Identification of primary structural features that define the differential actions of IL-3 and GM-CSF receptors

Abstract

AbstractActivation of human interleukin 3 (IL-3) and granulocyte-macrophage colony-stimulating factor (GM-CSF) receptors, ectopically expressed in FDCP-mix multipotent cells, stimulates self-renewal or myeloid differentiation, respectively.
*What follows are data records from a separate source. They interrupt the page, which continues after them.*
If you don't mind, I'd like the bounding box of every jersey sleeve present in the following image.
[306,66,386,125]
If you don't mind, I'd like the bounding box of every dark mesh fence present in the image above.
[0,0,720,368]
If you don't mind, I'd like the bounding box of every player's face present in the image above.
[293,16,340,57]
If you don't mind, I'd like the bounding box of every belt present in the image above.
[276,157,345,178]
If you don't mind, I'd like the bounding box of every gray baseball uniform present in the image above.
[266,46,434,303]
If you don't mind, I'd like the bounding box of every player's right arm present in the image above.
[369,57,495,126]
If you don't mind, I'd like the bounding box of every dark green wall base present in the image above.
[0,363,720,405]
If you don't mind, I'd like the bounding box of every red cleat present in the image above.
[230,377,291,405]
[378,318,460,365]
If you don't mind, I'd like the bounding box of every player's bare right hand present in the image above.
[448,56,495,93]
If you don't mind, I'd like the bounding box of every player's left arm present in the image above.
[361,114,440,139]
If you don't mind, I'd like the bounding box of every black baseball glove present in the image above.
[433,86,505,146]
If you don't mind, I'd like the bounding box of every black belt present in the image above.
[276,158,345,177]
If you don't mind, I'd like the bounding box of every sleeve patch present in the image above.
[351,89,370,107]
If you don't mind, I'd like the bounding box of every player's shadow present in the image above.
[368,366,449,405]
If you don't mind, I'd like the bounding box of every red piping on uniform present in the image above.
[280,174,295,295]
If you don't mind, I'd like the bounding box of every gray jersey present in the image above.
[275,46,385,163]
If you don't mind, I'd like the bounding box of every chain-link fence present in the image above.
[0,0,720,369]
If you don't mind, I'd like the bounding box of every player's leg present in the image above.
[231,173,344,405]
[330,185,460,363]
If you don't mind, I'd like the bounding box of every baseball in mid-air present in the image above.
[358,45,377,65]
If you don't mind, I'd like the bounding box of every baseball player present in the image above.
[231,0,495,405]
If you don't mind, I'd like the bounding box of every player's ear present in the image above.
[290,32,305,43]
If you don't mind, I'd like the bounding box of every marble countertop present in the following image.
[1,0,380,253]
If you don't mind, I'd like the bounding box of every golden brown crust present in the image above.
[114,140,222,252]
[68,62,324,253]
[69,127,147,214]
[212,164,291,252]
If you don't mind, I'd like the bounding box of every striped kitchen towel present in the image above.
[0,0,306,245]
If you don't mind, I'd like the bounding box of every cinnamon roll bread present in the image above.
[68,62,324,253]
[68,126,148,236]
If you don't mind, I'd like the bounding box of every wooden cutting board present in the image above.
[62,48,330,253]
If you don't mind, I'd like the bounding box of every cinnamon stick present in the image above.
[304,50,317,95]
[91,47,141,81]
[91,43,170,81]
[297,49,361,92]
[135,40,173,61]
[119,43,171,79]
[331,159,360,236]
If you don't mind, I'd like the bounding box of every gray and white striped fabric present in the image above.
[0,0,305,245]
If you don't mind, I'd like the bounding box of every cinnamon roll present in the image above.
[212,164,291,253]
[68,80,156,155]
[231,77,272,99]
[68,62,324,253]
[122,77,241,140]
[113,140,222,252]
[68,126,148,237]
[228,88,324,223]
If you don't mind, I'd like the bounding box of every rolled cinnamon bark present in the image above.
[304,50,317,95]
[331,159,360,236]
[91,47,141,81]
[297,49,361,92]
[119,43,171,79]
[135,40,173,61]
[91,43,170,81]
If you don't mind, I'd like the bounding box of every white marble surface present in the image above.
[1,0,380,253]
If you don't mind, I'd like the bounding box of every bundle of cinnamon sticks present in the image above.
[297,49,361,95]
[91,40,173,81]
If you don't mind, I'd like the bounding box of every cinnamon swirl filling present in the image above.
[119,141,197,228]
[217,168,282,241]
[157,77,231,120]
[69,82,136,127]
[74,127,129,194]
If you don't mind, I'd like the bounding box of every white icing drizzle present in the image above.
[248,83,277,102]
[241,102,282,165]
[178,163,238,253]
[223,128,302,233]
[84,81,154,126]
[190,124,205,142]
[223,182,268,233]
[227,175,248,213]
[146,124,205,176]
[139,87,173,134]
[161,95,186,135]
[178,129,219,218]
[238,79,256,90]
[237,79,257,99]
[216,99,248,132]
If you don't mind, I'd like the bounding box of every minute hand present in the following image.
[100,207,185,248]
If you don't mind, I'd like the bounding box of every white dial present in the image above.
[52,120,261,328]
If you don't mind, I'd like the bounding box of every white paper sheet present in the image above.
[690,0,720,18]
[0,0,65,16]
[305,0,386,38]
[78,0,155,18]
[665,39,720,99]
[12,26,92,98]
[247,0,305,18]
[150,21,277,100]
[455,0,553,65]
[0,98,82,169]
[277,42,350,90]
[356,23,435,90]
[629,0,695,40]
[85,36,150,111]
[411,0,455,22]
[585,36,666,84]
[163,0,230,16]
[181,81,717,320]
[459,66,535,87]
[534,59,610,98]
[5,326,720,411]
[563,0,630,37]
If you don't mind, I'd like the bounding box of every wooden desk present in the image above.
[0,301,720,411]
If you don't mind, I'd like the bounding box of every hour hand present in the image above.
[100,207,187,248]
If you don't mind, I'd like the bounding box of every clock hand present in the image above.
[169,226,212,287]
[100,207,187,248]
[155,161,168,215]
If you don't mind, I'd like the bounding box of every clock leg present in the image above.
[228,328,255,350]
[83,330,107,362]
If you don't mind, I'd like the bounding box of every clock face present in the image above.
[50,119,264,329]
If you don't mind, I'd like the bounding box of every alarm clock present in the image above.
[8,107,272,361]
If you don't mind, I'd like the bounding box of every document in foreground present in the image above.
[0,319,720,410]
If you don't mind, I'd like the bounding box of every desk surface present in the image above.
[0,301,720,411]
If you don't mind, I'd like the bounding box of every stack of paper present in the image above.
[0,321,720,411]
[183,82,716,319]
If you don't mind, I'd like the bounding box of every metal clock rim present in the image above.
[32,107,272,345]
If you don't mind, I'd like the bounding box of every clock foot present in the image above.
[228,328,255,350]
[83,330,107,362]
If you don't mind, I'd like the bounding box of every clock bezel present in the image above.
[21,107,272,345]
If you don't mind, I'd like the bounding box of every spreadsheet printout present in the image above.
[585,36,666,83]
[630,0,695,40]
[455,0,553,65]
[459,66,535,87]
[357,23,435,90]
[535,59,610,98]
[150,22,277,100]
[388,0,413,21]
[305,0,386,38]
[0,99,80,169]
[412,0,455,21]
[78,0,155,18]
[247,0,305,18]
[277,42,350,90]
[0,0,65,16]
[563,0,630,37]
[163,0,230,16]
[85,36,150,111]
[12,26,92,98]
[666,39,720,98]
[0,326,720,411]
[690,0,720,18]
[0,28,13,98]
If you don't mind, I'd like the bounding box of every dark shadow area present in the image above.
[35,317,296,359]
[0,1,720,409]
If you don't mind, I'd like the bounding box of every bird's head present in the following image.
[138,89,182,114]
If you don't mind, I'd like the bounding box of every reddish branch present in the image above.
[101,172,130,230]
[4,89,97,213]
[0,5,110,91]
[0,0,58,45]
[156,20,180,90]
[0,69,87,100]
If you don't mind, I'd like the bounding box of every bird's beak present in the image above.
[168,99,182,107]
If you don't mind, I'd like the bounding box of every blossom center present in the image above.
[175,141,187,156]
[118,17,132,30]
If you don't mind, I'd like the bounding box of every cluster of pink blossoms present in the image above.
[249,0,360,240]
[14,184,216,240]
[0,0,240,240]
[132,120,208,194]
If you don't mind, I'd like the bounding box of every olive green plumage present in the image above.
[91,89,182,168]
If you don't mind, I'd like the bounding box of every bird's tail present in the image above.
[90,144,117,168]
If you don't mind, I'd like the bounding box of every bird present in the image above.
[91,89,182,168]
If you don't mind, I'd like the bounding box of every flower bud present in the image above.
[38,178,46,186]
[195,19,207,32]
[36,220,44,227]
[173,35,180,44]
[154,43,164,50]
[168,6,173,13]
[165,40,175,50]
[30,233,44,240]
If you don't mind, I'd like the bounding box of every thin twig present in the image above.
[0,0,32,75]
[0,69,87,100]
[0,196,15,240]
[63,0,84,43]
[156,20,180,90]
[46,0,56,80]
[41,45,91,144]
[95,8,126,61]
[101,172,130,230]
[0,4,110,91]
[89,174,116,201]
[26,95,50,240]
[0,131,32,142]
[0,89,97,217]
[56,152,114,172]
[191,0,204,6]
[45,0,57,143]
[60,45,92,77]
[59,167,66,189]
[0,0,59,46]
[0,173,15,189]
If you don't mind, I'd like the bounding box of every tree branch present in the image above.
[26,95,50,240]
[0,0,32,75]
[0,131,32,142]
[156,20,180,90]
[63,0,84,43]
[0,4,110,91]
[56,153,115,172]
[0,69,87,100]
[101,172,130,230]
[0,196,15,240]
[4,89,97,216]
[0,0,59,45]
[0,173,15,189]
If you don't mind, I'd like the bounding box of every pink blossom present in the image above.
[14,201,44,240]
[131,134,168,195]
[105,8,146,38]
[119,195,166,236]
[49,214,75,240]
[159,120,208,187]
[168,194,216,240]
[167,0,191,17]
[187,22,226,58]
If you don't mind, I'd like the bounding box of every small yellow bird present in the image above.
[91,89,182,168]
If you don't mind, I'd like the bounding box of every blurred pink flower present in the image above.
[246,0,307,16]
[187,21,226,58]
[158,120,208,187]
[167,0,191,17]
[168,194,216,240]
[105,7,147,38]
These receptors are composed of unique α subunits that interact with common βc subunits. A chimeric receptor (hGM/βc), comprising the extracellular domain of the hGM-CSF receptor α subunit (hGM Rα) fused to the intracellular domain of hβc, was generated to determine whether hβc activation is alone sufficient to promote differentiation. hGM-CSF activation of hGM/βc, expressed in the presence and absence of the hβc subunit, promoted maintenance of primitive phenotype. This indicates that the cytosolic domain of the hGM Rα chain is required for differentiation mediated by activation of the hGM Rα, βc receptor complex. We have previously demonstrated that the α cytosolic domain confers signal specificity for IL-3 and GM-CSF receptors. Bioinformatic analysis of the IL-3 Rα and GM Rα subunits identified a tripeptide sequence, adjacent to the conserved proline-rich domain, which was potentially a key difference between them. Cross-exchange of the equivalent tripeptides between the α subunits altered receptor function compared to the wild-type receptors. Both the mutant and the corresponding wild-type receptors promoted survival and proliferation in the short-term but had distinct effects on developmental outcome. The mutated hGM Rα promoted long-term proliferation and maintenance of primitive cell morphology, whereas cytokine activation of the corresponding hIL-3 Rα mutant promoted myeloid differentiation. We have thus identified a region of the α cytosolic domain that is of critical importance for defining receptor specificity.